En el Kunsthistorisches Museum de Viena se conserva un curiosísimo bajorrelieve del siglo XVI, obra del artista alemán Severin Brachmann, que representa, con toda probabilidad, la primera casa de fieras vienesa, antecedente de los actuales zoológicos. Una antigua fortificación medieval, reconstruida por Maximiliano I como pabellón de caza, que su bisnieto Maximiliano II transformó en residencia de Süleyman, el elefante indio que, desde el lejano reino de Kotte, en Ceilán, había llegado a la corte lisboeta en 1542.
La historia de Süleyman, Solimán en los textos alemanes, es la de tantos y tantos animales exóticos de aquel renacimiento europeo, utilizados como regalo entre monarcas y poderosos, símbolo del poderío transoceánico que las cortes castellana y lusa detentaban en aquel siglo XVI, de sabor claramente ibérico.
Tras siete años en la Lisboa de Juan III, Süleyman fue enviado a Castilla, como regalo que Catalina de Austria, la hija menor de Juana la Loca, criada en el vallisoletano castillo de Tordesillas, hacía a su pequeño nieto Carlos, primer hijo de su sobrino Felipe (el futuro Felipe II) y de su malograda hija María Manuela, fallecida de sobreparto.

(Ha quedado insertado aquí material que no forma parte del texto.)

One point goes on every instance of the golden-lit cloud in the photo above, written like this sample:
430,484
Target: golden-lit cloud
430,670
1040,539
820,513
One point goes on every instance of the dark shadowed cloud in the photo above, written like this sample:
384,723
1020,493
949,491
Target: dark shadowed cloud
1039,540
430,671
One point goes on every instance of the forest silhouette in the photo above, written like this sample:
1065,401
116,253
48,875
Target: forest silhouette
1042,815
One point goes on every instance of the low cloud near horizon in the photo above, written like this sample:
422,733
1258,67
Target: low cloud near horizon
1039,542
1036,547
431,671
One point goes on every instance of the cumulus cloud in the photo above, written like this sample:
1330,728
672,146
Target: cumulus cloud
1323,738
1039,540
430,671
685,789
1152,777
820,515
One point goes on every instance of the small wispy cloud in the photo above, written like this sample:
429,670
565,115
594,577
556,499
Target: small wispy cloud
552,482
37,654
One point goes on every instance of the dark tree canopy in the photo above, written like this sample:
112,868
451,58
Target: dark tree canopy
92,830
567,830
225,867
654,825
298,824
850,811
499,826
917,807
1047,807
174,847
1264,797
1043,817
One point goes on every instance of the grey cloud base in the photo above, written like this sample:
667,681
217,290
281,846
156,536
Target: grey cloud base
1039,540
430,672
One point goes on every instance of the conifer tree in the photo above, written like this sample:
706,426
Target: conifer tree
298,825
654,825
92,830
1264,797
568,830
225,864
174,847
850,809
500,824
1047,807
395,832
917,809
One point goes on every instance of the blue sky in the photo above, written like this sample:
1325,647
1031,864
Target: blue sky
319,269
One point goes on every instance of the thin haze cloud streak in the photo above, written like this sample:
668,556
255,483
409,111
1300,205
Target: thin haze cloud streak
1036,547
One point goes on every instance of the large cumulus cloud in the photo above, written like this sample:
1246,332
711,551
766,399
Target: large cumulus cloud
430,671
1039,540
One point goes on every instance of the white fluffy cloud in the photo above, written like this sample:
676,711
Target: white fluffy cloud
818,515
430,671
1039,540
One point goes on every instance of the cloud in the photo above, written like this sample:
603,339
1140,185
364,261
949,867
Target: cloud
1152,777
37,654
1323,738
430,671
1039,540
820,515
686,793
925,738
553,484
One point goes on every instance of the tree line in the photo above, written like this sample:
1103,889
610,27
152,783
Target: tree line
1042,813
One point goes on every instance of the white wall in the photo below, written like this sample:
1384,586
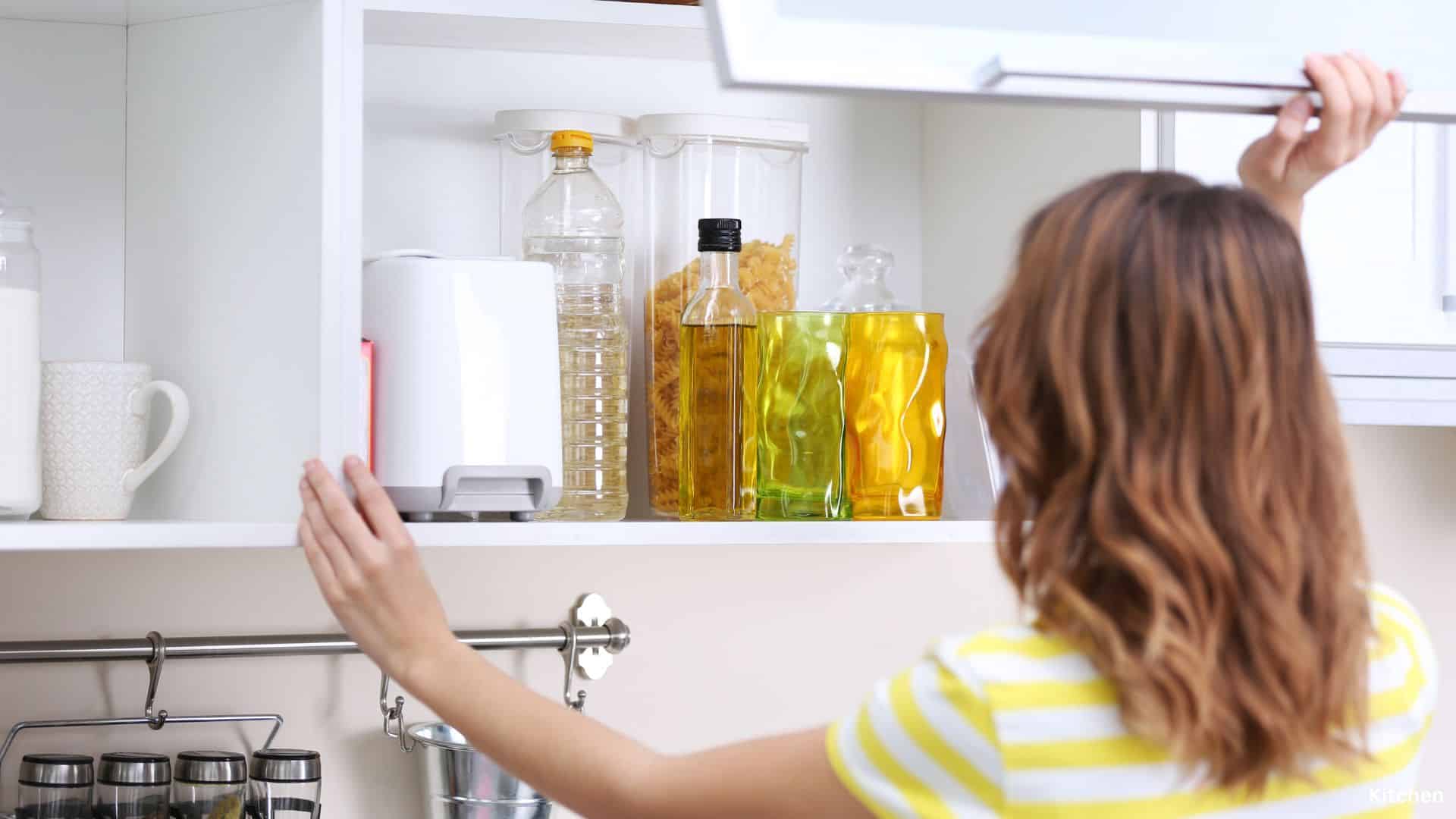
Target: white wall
726,646
63,153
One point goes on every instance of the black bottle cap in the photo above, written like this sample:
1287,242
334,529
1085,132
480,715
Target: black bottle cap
720,235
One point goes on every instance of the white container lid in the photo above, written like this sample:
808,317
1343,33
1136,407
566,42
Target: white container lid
727,127
555,120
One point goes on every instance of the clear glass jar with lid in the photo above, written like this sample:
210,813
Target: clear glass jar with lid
284,784
705,167
55,786
209,784
865,268
133,786
19,365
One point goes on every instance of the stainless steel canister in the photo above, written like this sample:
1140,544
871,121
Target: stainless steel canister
462,783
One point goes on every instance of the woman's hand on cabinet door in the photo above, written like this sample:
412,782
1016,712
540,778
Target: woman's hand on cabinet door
370,573
1360,98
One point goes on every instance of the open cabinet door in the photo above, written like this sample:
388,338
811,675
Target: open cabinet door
1235,55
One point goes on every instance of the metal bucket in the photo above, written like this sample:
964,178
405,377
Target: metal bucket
462,783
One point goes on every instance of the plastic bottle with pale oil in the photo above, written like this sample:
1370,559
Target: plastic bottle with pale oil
718,354
576,224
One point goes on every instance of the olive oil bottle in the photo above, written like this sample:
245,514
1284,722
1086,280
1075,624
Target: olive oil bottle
718,353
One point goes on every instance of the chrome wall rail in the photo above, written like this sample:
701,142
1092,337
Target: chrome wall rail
601,639
613,637
585,640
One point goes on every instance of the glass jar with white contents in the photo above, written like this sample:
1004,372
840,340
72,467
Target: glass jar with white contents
55,786
133,786
284,783
209,784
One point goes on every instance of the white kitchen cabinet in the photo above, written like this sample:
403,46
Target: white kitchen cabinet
209,177
1238,55
1378,242
204,200
1378,237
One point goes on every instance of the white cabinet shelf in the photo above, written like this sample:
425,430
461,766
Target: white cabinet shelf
47,535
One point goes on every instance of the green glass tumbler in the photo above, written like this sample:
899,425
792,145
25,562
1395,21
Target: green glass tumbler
801,417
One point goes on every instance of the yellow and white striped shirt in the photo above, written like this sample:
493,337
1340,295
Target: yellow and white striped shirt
1015,723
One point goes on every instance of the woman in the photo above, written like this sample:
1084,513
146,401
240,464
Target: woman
1206,635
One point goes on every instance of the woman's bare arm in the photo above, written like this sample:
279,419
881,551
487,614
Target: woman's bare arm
372,577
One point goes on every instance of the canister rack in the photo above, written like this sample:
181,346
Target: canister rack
587,640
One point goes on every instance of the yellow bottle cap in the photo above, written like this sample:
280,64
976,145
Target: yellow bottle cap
570,139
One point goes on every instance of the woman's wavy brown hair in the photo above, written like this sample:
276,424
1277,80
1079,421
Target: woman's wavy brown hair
1152,384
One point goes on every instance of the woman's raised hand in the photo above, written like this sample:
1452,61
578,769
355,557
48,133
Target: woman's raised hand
1360,98
370,573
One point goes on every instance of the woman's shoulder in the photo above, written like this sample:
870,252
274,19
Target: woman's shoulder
1019,667
1402,661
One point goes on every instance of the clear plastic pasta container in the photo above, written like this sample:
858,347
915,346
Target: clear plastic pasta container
704,167
526,162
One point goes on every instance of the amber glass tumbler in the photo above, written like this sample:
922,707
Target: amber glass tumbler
894,400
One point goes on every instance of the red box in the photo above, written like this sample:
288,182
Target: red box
367,404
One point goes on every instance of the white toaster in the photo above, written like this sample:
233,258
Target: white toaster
466,384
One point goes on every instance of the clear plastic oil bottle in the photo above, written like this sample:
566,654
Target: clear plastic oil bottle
576,224
718,450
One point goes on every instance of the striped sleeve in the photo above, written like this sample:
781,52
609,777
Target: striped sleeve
922,746
1402,662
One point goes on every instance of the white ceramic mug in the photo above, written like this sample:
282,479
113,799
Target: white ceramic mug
93,436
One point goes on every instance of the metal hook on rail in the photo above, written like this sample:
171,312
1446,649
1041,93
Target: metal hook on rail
394,714
568,656
159,654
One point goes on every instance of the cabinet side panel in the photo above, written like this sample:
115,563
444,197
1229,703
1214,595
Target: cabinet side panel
224,251
986,169
63,153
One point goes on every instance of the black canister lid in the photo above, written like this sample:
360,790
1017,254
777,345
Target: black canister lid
720,235
286,765
130,768
212,768
55,770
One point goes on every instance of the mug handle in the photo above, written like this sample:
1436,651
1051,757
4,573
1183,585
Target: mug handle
181,413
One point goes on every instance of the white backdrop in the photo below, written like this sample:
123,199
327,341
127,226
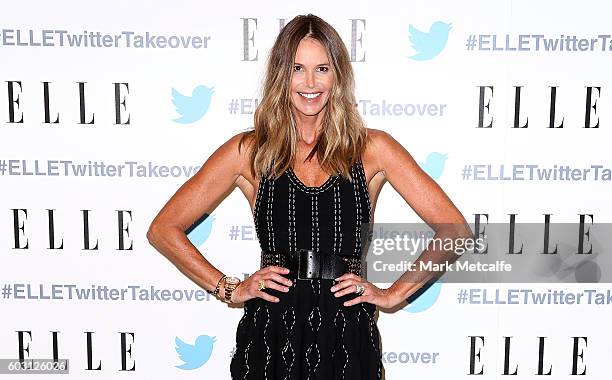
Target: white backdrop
50,166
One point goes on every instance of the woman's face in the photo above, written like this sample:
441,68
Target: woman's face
312,78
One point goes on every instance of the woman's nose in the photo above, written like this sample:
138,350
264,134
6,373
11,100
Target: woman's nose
310,79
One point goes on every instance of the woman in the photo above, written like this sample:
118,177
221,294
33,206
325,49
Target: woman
311,172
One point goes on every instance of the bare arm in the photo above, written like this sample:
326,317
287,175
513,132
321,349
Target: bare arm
428,200
199,195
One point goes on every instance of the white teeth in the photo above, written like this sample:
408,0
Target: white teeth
309,96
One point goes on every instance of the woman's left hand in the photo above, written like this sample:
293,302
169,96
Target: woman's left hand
345,284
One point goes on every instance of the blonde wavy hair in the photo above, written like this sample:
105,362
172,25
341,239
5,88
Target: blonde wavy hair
274,134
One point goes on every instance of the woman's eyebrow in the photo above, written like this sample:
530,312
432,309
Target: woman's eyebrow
320,64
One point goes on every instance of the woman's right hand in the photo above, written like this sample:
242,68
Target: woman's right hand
249,288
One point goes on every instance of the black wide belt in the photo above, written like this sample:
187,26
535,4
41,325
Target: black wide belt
310,264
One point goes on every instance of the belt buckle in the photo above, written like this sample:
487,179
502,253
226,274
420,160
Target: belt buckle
306,271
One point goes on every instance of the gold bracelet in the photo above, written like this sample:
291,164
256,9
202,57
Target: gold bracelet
217,288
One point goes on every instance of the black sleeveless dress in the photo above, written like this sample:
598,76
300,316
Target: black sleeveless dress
309,334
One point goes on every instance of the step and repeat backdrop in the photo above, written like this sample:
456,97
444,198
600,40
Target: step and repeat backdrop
107,108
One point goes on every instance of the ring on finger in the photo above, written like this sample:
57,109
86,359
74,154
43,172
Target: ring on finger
359,289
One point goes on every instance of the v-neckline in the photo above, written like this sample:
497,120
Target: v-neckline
329,179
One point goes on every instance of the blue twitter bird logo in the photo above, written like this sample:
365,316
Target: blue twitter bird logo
192,108
194,356
434,164
425,300
200,233
429,45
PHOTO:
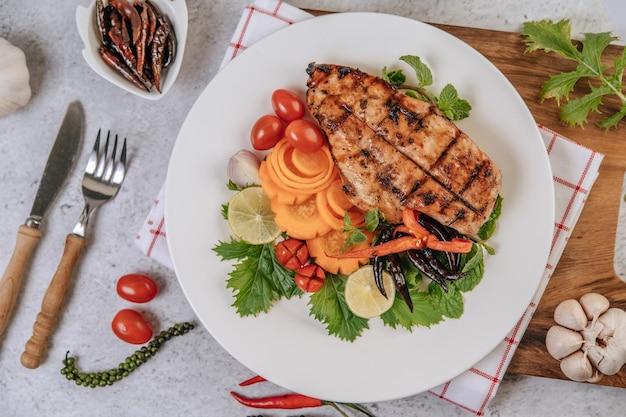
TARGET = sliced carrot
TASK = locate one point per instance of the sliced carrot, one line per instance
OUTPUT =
(333, 242)
(276, 192)
(314, 163)
(287, 174)
(301, 221)
(337, 200)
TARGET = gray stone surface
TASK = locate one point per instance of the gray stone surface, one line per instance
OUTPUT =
(195, 375)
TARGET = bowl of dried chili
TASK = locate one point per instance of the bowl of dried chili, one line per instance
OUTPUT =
(137, 45)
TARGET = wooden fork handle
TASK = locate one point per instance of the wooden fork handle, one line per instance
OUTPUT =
(27, 239)
(52, 303)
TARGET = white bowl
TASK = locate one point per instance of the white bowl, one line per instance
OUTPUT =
(175, 10)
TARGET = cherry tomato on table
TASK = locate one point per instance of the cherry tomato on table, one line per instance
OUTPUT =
(310, 278)
(304, 135)
(266, 132)
(287, 105)
(137, 288)
(292, 253)
(131, 326)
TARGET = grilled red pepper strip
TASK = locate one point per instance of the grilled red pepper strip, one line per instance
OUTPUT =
(285, 402)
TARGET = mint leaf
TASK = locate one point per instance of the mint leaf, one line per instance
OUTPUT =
(451, 105)
(422, 72)
(489, 227)
(329, 306)
(396, 78)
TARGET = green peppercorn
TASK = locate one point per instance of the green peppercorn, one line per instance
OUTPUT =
(103, 379)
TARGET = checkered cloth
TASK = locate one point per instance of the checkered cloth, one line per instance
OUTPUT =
(574, 167)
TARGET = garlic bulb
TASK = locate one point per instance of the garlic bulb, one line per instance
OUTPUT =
(14, 78)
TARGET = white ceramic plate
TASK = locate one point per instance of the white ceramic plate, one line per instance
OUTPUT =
(175, 10)
(287, 346)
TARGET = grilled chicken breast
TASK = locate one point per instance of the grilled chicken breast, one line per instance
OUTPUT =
(394, 151)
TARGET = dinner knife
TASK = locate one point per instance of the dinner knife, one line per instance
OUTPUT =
(59, 165)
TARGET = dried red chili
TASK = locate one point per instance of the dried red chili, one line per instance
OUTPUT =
(310, 278)
(292, 253)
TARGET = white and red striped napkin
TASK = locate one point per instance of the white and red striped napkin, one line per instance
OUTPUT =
(574, 168)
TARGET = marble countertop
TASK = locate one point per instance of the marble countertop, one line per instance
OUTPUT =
(195, 375)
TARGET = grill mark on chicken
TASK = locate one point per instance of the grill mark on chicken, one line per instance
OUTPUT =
(394, 151)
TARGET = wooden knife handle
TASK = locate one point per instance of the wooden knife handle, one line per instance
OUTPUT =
(52, 303)
(27, 239)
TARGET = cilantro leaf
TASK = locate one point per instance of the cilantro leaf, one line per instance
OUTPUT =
(556, 38)
(258, 279)
(329, 306)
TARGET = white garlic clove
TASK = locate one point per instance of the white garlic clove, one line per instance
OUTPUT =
(15, 90)
(570, 314)
(562, 342)
(577, 367)
(594, 304)
(243, 168)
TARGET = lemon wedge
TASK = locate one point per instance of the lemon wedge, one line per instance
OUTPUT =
(363, 297)
(251, 218)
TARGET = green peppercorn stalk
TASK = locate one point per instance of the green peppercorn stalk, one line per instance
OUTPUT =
(105, 378)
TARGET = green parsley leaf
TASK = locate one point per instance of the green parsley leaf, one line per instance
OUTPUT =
(329, 306)
(258, 279)
(556, 38)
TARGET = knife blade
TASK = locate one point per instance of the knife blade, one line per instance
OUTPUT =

La tía Catalina, como era conocida por Felipe y sus hermanas María y Juana, enviaba cada poco toda suerte de regalos que, procedentes de lejanas tierras, arribaban al puerto lisboeta, una de las puertas que aquella Europa tenía abierta al mundo.
Süleyman, acompañado de sus dos cuidadores, salió de Lisboa el 22 de octubre de 1549, llegando a su primer destino, la burgalesa Aranda de Duero, catorce días después. Allí residía el pequeño Carlos, un niño de cinco años, cuyo padre se encontraba en pleno “Felicísimo Viaje”, el tour europeo que le llevaría hasta Bruselas, donde había de jurar como heredero imperial.
La ausencia del emperador Carlos y de su heredero Felipe había precipitado el matrimonio de María, hija y hermana de ambos, con su primo hermano Maximiliano. Por aquellos entonces, pocos podían imaginar que sería este joven matrimonio, y no el futuro Felipe II, quienes ceñirían la corona imperial. Pero esa es otra historia.
Desde el principio, Maximiliano quedó fascinado con Süleyman. Y, así, tras su regencia temporal del reino de Castilla (1548-1551), consiguió hacerse con su propiedad. Tampoco es que el pequeño Carlos le hiciese demasiado caso, circunstancia que facilitó la decisión de Luis Sarmiento de Mendoza, responsable del heredero del heredero, que ya estaba harto de los grandes gastos ocasionados por la manutención del paquidermo. Es así como Süleyman empieza un nuevo viaje, el último, que le llevará desde Valladolid hasta Viena, cruzando un Mediterráneo, atravesando ciudades italianas, bávaras y austríacas, navegando dos ríos (Eno y Danubio), hasta hacer su entrada triunfal en Viena, un seis de marzo de 1552.
Cuentan las crónicas que el cardenal de Milán disfrutó del espectáculo que suponía ver a Süleyman en acción, ejecutando fielmente las órdenes de sus cuidadores. Fue allí donde uno de los sabios de la época, Girolamo Cardano, pudo verlo y estudiarlo a fondo: “Vidimus nos elephantem reginae Mariae Bohemorum, filiae Caroli Quinti Caesaris”, escribió en la segunda edición de su De subtilitate (Basilea, 1554). Quizás pudo, entonces, ratificar su doctrina teleológica, su creencia en una naturaleza entendida como un poder activo que, a su modo de ver, había elegido cuatro entes como símbolos máximos de la creación: el hombre, como divina adaptabilidad a la realidad; el elefante, como campeón del conocimiento y la longevidad; el diamante, como ejemplo de la resistencia a los agentes externos; y el oro, por su presencia eterna y durabilidad.
Y fue en el castillo de Kaiserebersdorf, a las afueras de aquella Viena renacentista, donde Süleyman encontró su última morada. Y, quizás, fue un balcón de aquel castillo el que sirvió de modelo a Brachmann para hacer su bajorrelieve famoso, donde aparece Maximiliano junto a su esposa María, asomados a un exótico jardín donde puede verse un paquidermo, un camello, varios pavos reales, un pozo con su maquinaria para la extracción de agua y una fuente decorativa.
Una infanta española, María, que aparece con su melena recogida en un garvín y con un abanico en su mano izquierda. El mismo abanico que muestran sus hermanas y primas, símbolo de poder, la señal que hace de ellas madres de futuros herederos a los tronos de la dinastía Habsburgo. Abanico japonés y elefante índico que recalcan el papel como dominus mundi de una familia que fue centro de poder durante toda la Edad Moderna.